Would the glass be OK if i just got them arrised which they said is just the sharp edges sanded down.???
What have you all had whem you have had glass cut???
Cheers


----------



## Xx_JoJo_xX (Feb 18, 2008)

I got glass cut last week for a viv.
Just asked for toughened glass and didnt get asked about the edging? Cost me a tenner for the 2 peices to fit a 30inch viv.. dunno if that's helped at all! 
The glass has done the job tho lol


----------



## norman (May 25, 2008)

Hi jojo
Well im after 10 pieces of glass, i just want normal clear 4mm. Its just everyone has asked about how i want the edge done.
cheers


----------



## pasty (Jan 20, 2008)

Ask them what each method means.... i assume it means the class is rounded off at the edges then polished which may look better...

at the end of the day you can get some clear air hose split it down the middle and use that to prevent snakes rubbing against the edge


----------



## norman (May 25, 2008)

Hi
I was told that Arrised edges just means them using sandpaper to take the sharpness of the sides and polishing means the glass would be rounded on the edges.
cheers


----------



## wozza_t (Jan 4, 2007)

norman said:


> Hi
> I was told that Arrised edges just means them using sandpaper to take the sharpness of the sides and polishing means the glass would be rounded on the edges.
> cheers


 
this is all i had done on all my homemade viv for my beardies, and its not sharp, but then its not that level either, looks good and is safe, thats all i wanted!


----------



## PeckishPython (Mar 8, 2008)

norman said:


> Well im after 10 pieces of glass, i just want normal clear 4mm.

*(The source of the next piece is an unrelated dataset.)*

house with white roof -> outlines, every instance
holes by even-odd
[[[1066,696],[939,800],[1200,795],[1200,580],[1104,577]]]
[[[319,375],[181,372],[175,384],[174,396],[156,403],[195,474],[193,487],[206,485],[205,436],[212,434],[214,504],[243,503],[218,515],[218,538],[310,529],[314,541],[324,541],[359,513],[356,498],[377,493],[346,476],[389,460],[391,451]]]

Its just everyone has asked about how i want the edge done.
> cheers


Arrised edges are fine to use in plastic runners.


----------



## RasperAndy (Sep 21, 2007)

OK here goes 

polished edges are for viewing, like glass coffee tables, shower bathscreens, room dividers, or glass stairs, glass shelves, it makes the glass edges look really nice and more appealing to the eye, 










while arrissing the edges is removing the sharp edge like sanding it down, this makes it smooth to touch, and easy to handle, 

now if your building a viv, the glass will go inside the runners and you wont see the edges so you Will be wasting your time and money getting polished edges for something you wont ever see, go for arrissed, and they will slide great along the runners.

Andy


----------



## R.E.C.S (May 13, 2009)

arrised edges are perfectly fine, all my vivs glass is arrised unless the customer requests otherwise


----------



## norman (May 25, 2008)

Cheers Everyone!


----------